We employed the TRIPOD (Transparent Reporting of a Multivariable Prediction Model for Individual Prognosis or Diagnosis) statement to report the results of our prediction model. Data processing, statistical analysis, and the development and validation of the machine learning algorithms were performed using R version 3.6.2 [14] and Python version 3.6.8 [15].

The source code has been made available on Github [16].

Study Population

During the study period, a total of 37,543 cases were collected.
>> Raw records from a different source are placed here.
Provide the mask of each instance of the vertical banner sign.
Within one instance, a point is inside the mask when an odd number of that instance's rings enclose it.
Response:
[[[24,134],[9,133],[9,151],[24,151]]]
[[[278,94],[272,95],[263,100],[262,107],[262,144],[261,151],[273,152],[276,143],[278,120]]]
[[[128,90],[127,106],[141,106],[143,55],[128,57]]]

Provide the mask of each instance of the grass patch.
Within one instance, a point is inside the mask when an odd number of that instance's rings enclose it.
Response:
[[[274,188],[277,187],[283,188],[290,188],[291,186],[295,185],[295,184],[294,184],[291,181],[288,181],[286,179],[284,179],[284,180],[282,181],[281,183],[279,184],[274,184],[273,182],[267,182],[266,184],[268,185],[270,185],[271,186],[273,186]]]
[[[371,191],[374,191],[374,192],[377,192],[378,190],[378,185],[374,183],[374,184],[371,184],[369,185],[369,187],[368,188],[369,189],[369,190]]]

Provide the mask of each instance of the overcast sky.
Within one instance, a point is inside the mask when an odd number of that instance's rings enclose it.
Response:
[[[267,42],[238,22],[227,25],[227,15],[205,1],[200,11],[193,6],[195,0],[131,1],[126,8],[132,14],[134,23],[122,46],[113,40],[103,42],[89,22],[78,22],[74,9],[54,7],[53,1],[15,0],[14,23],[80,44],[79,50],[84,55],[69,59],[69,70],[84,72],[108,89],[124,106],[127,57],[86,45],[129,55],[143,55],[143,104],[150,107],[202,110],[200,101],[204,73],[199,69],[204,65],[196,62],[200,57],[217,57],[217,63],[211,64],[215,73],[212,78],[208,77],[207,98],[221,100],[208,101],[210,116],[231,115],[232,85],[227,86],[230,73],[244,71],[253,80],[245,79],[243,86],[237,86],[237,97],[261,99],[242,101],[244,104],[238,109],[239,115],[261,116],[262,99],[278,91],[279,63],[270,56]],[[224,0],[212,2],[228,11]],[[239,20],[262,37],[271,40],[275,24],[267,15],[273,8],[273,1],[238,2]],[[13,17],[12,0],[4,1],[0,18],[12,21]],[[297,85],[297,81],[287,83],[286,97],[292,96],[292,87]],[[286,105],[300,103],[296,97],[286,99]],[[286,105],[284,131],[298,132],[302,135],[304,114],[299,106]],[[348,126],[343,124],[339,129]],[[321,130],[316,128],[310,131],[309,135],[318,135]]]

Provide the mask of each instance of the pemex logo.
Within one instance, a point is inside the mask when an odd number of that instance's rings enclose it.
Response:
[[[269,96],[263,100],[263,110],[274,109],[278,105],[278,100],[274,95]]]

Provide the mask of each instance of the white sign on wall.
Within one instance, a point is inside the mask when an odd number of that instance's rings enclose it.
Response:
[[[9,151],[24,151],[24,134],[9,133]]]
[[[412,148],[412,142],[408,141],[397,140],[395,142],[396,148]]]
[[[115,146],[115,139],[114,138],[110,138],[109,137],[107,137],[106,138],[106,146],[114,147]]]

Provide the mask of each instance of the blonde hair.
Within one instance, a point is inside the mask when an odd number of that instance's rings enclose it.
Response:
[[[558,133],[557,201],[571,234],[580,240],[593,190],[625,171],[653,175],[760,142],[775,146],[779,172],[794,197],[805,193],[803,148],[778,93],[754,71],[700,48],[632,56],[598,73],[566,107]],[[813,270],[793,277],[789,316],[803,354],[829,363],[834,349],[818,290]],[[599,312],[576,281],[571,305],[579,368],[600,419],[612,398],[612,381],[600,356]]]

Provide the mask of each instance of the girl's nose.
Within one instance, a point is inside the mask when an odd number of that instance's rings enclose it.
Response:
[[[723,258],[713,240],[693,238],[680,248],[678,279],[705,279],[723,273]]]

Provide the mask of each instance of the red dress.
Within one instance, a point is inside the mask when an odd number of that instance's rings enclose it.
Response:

Patients who were 18 years or older at the time of ICU admission were included. Cases with less than two CAM-ICU records after admission to the ICU and those with a positive CAM-ICU upon ICU admission were excluded. After patient exclusion, 12,409 remained as our study population. The case group consisted of 3816 (30.8%) patients who experienced delirium incidents during the study period. With regard to the MIMIC-III (external validation) data set, patients younger than 18 years of age, those with less than two CAM-ICU records recorded within 24 hours, and those with positive CAM-ICU records upon ICU admission were excluded. Based on the exclusion criteria, out of the 96,016 ICU admission cases, 2061 cases were included, and 272 (13.2%) delirium incidents occurred.

Baseline characteristics of the training and test sets of the SMC and MIMIC-III data sets are shown in Table 1.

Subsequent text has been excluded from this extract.